日本のアマチュア無線人口が減少の一途をたどっています。

1995年3月に136万局とピークを記録したものの、

2019年6月では41万局を割り込んでしまいました。

もはやスマホで世界とつながることが当たり前となり、

誰もが通信インフラのお世話になっています。

いまさら、アマチュア無線ですか???の声が聞こえてきます。
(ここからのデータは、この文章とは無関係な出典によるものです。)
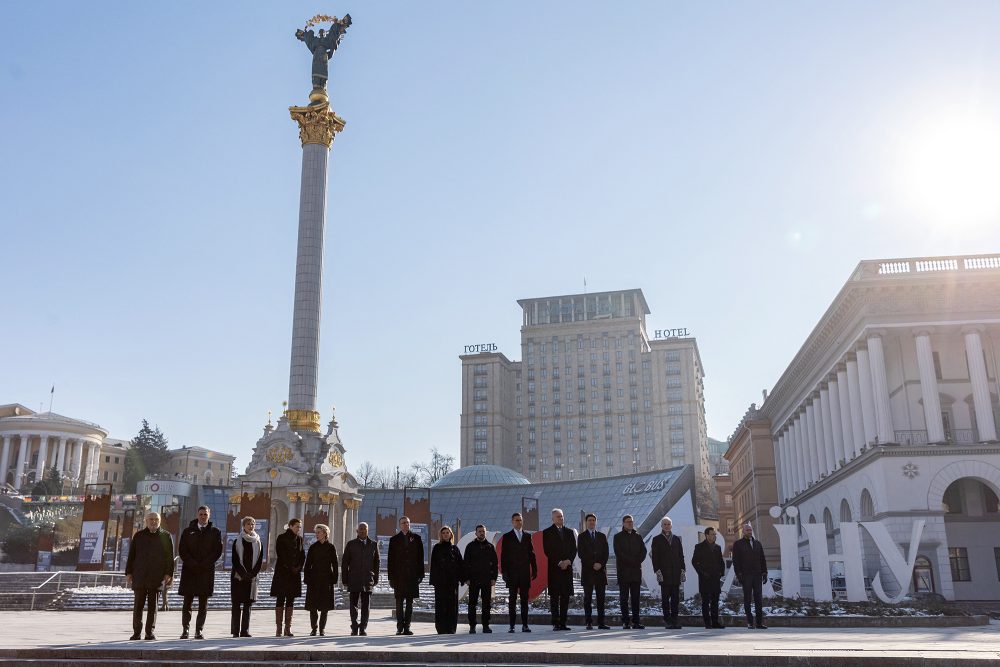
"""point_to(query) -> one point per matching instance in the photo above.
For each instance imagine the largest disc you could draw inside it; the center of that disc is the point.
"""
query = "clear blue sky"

・・・

 

 ちょっと待ってください!! 

 

2011年3月11日の東日本大震災で、携帯電話、警察・消防無線など

公共の通信網に甚大な被害が及んだ際、アマチュア無線が緊急時の

連絡手段として機能したことは記憶に新しいところです。

ソーシャルドクターとしての貢献が求められている高専生には、

無線通信の基盤となる発振・変調・増幅のハードウェアの基礎知識は

身につけておいて欲しいものです。  

 

という年配教師の独り言とともに、今回も手作り無線機の紹介です。

以下は写真と併せてみてください。

 

1:トランシーバを構成する3枚の電子基板です。かなり混み入っています。

 

2:ケースに入れて、手作り感満載のマイクを接続した外観です。

   周波数帯は50MHz、モードはSSB、出力は500mWの立派な無線機です。

 

3:実際の設置風景です。

   中程に見える「PB-51」は、前回報告した51MHz用FMトランシーバーの

   パワーブースターです。

   その左隣は、ラベルがありませんが、29MHz用FMトランシーバーの

   パワーブースターです。

 

これで、買いためておいた大昔のトランシーバーキットは全て作製が完了しました。

アナログ回路(特に高周波回路)は作製後の調整次第で性能が大きく左右されます。

授業や教科書で勉強した内容を、身を以て実体験できる場所、それが高専です。

自分のアイディアを実現するためにも、高専の門を叩いてみませんか? 

大きく叩けば大きく響くこと間違いなしですよ。